In a production environment, this would be extremely costly, requiring high-frequency logprob requests for every interaction. Our simplified model serves as a “heuristic proxy”—it captures the essence of the deviance without the exhaustive cost of full-model probability extraction.
Mathematical Foundation:
The Markov component calculates the transition probability of token $x_i$ given $x_{i-1}$:
$$P(x_i | x_{i-1}) = \frac{count(x_{i-1}, x_i) + 1}{count(x_{i-1}) + |V|}$$
where $|V|$ is the vocabulary size (Laplace smoothing).
2. The Prose & Flair Analyzer (test_prose.py, test_flair.py)
To mimic the user, the system must categorize “how” something is said.
- Cadence: Measures syllable variance between words to detect rhythm.
- Lexical Density: The ratio of syllables to words to distinguish casual vs. academic tone.
- Flair Categories: Detects if a user is an “Architect” (complex clauses), “Minimalist” (punchy fragments), or “Orator” (rhetorical repetition).
3. The Weighted Recorder (memory_weighted.py)
This script acts as the primary memory tool. For every user input, it:
1. Calculates the total weight $W$:
$$W_{total} = I(text) + (0.5 \times V_{prose})$$
2. Writes the entry to a Markdown log with hidden <OC_METADATA /> tags.
3. Injects “Boost Tokens” (IMPORTANT_MEMORY) into the hidden tags. Because OpenClaw uses Hybrid Search (BM25 + Vector), repeating these tokens in metadata makes high-entropy memories “louder” and easier to retrieve.
4. Real-Time Mimicry (context_filter.py)
During retrieval, a filter strips the metadata and prepends a stylistic cue: [Style: rhythmic, architect | Mimic: prioritize this tone]. This instructs the LLM in real-time to adopt the detected style of the current user prompt for the response.
III. Expanding to Psychometric Mimicry (Big Five)

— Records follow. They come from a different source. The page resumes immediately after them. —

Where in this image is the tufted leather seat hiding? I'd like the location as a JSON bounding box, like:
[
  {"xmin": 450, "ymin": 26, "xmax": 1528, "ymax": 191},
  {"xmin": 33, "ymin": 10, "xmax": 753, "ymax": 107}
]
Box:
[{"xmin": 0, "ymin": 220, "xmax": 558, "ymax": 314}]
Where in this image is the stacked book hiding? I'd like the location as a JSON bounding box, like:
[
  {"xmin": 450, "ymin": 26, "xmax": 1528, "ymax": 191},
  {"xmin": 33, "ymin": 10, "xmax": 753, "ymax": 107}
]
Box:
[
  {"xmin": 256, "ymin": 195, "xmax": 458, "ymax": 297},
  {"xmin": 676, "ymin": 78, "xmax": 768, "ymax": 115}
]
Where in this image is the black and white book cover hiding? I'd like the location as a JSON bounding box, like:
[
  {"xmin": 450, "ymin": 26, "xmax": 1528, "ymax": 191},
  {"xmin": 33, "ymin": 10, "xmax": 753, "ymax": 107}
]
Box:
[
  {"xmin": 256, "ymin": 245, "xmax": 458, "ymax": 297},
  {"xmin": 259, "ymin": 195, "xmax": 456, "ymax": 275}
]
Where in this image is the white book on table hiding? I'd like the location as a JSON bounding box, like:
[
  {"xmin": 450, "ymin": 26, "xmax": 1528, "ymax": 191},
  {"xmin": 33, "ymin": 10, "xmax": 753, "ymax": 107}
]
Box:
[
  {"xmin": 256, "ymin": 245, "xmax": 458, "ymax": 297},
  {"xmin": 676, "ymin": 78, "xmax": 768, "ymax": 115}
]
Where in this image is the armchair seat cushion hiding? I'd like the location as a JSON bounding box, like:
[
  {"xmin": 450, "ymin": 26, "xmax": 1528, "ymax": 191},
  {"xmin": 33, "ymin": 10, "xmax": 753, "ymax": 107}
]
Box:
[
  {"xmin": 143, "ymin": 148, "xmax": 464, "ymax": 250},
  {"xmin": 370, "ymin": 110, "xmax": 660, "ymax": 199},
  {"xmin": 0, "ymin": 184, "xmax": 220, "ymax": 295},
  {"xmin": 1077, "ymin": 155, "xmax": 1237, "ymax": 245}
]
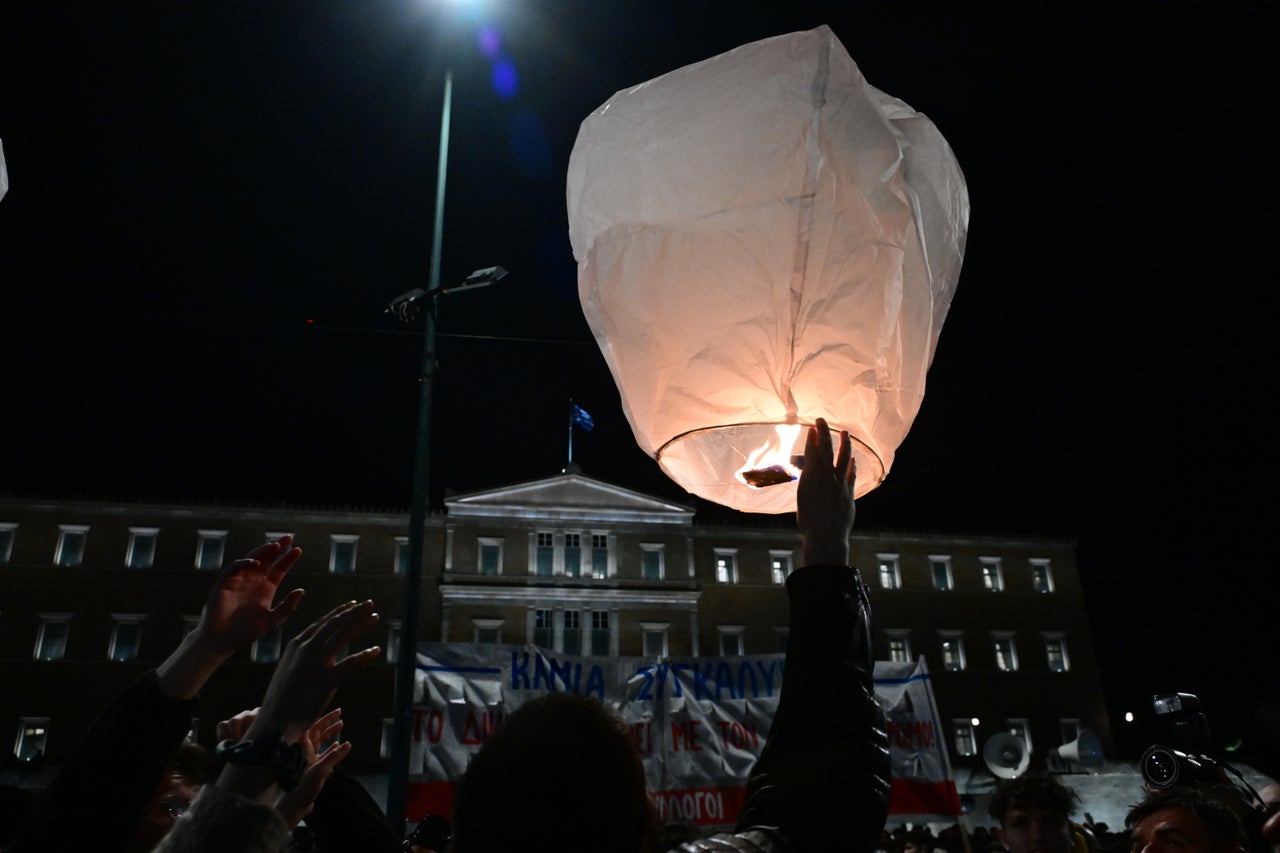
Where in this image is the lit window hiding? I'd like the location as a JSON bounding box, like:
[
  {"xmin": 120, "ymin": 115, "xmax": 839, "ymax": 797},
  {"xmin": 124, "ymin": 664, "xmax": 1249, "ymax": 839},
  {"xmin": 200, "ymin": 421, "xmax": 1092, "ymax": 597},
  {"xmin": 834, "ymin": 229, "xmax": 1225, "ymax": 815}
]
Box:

The next frontier is mapping these metrics to the Big Five (OCEAN) Personality Traits for deeper alignment:
- Openness: High surprisal in conceptual shifts and abstract metaphors.
- Conscientiousness: High “Architect” flair scores (structured, precise, orderly).
- Extraversion: Measured through high “Vibe” scores and intense punctuation (!!!).
- Agreeableness: Analyzed via the “Orator” patterns and sentiment markers.
- Neuroticism: Detected via high variance in surprisal scores within a single session.
IV. Recursive Consolidation
To prevent the system from becoming cluttered, a weekly cron job (memory_reevaluate.py) re-scans the core memory. As the agent’s persona evolves and begins to “expect” the user’s previously surprising inputs, the entropy score for those memories drops. When it falls below a threshold, the memory is demoted from the core MEMORY.md to daily archives, mimicking the biological process of consolidation.
Technical Note: Implementation requires OpenClaw with Python 3.9+ and a Markdown-based workspace.